Today, there is increasing adoption of newer privacy focused browsers on mobile and desktop like Brave, Vivaldi, Epic, and Firefox Focus that offer privacy features like HTTPS-everywhere and Ad-blocking already enabled out of the box.
Tracking users on the web for the purpose of serving ads has been one of the greatest culprits in the violation of online privacy. Every genuine effort today to improve privacy is now expected to block ads or ad-tracking.
Most ad-blocking services utilize a blacklist and behavior approach to block adverts. The first line of defense in blacklist filtering is usually server based. Such that ad-blocking services maintains a list of domains and ip addresses that serve ads and try to proactively block assets from these sources from reaching your browser.
Blocking ads via the server blacklists is necessary but difficult to scale as new servers are spawn every now and then. As this can become redundant very quickly another line of defense is introduced.
The second line of defense is executed in the website content. The ad-blocking service scans a website content for any expressions or terms that match a list of common advert keywords, in assets such as images or videos. This also extends to asset containers via their CSS classes or identifiers.

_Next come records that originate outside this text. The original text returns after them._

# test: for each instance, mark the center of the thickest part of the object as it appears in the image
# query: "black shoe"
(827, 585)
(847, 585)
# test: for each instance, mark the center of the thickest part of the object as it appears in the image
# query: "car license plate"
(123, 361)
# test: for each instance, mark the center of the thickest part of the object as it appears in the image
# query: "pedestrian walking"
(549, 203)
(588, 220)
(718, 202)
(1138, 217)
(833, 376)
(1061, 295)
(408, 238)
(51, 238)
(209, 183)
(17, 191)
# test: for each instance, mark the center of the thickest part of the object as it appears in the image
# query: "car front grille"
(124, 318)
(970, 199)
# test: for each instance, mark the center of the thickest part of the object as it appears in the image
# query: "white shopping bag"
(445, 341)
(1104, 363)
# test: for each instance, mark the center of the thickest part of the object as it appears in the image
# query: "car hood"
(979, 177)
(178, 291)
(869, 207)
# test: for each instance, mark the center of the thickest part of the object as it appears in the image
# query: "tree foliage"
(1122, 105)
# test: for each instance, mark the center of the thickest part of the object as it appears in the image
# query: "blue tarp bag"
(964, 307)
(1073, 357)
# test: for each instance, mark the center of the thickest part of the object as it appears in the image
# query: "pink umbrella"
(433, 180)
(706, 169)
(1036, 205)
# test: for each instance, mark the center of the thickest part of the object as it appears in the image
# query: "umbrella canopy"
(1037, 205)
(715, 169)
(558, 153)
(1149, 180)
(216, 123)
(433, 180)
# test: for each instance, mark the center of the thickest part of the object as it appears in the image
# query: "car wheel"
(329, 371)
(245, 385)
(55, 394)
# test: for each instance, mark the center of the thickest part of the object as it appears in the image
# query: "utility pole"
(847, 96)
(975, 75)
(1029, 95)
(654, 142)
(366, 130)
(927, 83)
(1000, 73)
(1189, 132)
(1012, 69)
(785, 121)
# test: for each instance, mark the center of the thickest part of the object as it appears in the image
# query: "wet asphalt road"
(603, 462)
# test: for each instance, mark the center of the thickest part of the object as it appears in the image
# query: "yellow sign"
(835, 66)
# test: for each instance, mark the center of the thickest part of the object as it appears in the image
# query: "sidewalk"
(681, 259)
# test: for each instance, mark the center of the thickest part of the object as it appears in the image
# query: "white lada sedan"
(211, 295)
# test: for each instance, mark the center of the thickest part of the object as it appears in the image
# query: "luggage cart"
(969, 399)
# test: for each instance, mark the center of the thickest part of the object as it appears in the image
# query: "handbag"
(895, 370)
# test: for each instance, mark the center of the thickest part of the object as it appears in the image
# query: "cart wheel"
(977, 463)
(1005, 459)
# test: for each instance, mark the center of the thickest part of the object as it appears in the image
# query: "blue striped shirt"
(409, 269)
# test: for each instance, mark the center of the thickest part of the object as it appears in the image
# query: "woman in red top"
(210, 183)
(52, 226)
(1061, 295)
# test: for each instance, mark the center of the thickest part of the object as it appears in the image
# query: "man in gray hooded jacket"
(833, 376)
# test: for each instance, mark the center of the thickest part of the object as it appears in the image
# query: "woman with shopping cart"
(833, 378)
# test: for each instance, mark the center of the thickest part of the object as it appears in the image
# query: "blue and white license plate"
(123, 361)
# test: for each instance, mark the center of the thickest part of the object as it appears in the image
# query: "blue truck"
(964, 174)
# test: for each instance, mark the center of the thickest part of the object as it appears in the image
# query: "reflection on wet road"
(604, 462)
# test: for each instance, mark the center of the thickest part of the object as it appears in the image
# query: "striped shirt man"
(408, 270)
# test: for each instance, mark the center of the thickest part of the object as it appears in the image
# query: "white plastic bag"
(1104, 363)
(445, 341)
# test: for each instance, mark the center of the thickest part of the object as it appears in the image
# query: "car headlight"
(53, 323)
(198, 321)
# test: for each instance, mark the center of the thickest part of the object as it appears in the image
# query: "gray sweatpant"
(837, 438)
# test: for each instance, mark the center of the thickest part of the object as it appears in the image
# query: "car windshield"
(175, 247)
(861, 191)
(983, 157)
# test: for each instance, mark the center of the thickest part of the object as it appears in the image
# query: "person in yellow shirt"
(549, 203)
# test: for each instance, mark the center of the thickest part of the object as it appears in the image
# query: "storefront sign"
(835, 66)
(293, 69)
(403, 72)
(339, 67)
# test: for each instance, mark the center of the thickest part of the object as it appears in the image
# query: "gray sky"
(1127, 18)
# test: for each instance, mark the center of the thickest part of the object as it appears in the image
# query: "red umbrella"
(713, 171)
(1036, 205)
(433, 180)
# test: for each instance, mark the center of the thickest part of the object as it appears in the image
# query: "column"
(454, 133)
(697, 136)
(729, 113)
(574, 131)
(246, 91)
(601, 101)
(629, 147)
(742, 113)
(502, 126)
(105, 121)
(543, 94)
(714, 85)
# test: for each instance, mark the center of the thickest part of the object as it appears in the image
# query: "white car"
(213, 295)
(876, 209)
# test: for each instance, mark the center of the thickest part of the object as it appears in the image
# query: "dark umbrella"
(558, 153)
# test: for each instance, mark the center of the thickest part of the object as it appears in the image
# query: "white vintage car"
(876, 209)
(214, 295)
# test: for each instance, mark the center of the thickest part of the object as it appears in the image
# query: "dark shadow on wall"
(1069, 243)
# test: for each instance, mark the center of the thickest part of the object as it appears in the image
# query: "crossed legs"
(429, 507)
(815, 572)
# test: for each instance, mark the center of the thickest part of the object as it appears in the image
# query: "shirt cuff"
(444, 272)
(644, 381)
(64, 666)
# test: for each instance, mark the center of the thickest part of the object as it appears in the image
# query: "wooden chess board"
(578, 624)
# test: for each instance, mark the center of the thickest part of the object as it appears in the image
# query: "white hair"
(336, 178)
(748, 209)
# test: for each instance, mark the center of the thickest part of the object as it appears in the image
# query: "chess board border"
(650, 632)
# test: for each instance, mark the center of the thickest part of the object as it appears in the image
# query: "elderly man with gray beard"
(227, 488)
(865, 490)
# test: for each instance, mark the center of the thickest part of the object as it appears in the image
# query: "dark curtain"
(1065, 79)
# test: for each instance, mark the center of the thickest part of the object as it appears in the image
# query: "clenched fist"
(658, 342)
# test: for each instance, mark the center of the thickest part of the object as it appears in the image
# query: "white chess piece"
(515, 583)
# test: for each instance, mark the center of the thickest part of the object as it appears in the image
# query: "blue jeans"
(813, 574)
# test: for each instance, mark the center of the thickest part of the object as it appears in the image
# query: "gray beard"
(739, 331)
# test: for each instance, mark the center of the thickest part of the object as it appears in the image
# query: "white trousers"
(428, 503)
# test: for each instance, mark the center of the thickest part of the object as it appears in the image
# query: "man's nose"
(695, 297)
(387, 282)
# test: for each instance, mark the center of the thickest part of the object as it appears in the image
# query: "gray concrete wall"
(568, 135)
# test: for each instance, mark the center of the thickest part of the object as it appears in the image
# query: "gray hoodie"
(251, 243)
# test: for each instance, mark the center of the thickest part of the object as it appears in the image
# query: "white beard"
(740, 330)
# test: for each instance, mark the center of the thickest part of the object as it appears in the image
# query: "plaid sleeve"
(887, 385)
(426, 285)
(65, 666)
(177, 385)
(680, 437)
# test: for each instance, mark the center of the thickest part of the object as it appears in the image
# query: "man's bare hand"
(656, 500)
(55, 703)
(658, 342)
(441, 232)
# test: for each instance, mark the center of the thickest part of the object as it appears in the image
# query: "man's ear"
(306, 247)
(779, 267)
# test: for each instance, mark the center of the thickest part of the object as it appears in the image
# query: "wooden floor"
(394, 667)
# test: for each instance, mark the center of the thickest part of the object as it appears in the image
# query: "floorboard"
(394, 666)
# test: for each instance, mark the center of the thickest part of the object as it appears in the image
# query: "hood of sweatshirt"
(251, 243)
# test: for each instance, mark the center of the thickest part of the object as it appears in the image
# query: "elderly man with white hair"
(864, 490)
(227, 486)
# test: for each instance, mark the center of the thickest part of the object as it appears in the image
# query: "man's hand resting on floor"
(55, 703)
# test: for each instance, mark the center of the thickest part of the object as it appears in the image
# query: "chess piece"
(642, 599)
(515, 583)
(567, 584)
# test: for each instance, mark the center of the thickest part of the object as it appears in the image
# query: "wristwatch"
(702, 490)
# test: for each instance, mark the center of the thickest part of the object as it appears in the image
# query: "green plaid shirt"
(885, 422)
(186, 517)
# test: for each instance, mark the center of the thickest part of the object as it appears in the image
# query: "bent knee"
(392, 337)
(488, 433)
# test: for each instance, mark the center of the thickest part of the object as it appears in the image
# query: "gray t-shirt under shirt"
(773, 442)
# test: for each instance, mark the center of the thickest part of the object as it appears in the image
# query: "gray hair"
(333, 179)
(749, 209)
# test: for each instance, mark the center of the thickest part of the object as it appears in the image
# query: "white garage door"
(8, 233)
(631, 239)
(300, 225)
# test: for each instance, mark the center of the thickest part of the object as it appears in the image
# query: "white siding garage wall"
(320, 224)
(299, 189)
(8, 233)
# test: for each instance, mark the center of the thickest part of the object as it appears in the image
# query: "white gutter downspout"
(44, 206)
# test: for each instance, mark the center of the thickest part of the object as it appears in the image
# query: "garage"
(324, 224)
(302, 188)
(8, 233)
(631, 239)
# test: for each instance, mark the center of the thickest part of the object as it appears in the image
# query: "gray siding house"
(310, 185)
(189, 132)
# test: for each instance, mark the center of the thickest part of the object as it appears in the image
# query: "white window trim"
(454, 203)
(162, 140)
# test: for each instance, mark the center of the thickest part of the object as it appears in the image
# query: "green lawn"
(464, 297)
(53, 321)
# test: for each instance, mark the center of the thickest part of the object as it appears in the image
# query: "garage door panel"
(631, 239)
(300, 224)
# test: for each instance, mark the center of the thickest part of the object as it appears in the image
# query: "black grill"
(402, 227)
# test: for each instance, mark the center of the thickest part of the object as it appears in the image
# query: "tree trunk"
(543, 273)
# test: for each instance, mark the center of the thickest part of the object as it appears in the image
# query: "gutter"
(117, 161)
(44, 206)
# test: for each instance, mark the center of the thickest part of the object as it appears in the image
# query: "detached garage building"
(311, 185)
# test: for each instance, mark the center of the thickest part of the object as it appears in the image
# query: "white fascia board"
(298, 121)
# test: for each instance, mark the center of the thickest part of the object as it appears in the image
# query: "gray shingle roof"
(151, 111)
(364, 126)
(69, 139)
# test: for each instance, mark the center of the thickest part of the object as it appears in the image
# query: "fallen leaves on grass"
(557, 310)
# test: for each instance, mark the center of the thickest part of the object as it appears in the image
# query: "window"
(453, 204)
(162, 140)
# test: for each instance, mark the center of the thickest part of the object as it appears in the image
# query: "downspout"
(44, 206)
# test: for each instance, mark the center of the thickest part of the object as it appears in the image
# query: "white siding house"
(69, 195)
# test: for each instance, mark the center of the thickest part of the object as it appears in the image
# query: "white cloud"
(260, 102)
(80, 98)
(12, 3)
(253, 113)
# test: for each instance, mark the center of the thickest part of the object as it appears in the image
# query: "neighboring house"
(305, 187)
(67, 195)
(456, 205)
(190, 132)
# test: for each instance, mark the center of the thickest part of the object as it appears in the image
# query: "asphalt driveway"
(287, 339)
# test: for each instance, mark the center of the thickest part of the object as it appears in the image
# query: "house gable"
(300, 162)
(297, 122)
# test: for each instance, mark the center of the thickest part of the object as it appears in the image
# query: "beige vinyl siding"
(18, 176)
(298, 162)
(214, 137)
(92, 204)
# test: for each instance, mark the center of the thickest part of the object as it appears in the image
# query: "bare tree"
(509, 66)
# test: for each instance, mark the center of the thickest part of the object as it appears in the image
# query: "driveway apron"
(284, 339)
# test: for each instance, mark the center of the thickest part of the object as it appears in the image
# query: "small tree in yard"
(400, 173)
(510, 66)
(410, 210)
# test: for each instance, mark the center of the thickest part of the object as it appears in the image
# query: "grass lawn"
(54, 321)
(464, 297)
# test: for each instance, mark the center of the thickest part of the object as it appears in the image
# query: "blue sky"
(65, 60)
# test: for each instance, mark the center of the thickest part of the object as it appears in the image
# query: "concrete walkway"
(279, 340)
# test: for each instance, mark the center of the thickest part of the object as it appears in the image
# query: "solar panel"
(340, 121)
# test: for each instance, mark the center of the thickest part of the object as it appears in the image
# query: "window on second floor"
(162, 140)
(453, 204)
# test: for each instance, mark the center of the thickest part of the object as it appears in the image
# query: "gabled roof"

This process could lead to false positives where adverts are flagged correctly and blocked but they are needed to complete a website's experience. For instance, an advert that links to a new album on a musician's website. In cases like this, adverts are created as part of the experience and guide the user on their website journey rather than to third-party related/unrelated offerings that are annoying.
Knowledge of this blacklist of DOM element names usually could lead to better experience for your users and prevent false positives where assets are flagged for blocking even though they should not be.
For instance, AdBlockPlus will block images with common advert terms in their path or file name. For example naming images or saving them in folders with: banners, adv, ad, or myimage_300x250 will cause the image to be blocked. DOM elements with classes or ids corresponding to such terms will also be blocked.
paths/names: | -ad-banner- | _thumbnail |
/banners/ | ads/* | /galleryad. |
classes/ids: | thumbnail | displayAds | lazyload | banner | displayAds |
Example of some patterns that will get flagged | |||||
Luckily this is not arbitrary, AdBlockPlus maintains a publicly accessible blacklist that is updated every few days. Getting familiar with the list and the patterns in there could save you a lot of frustration.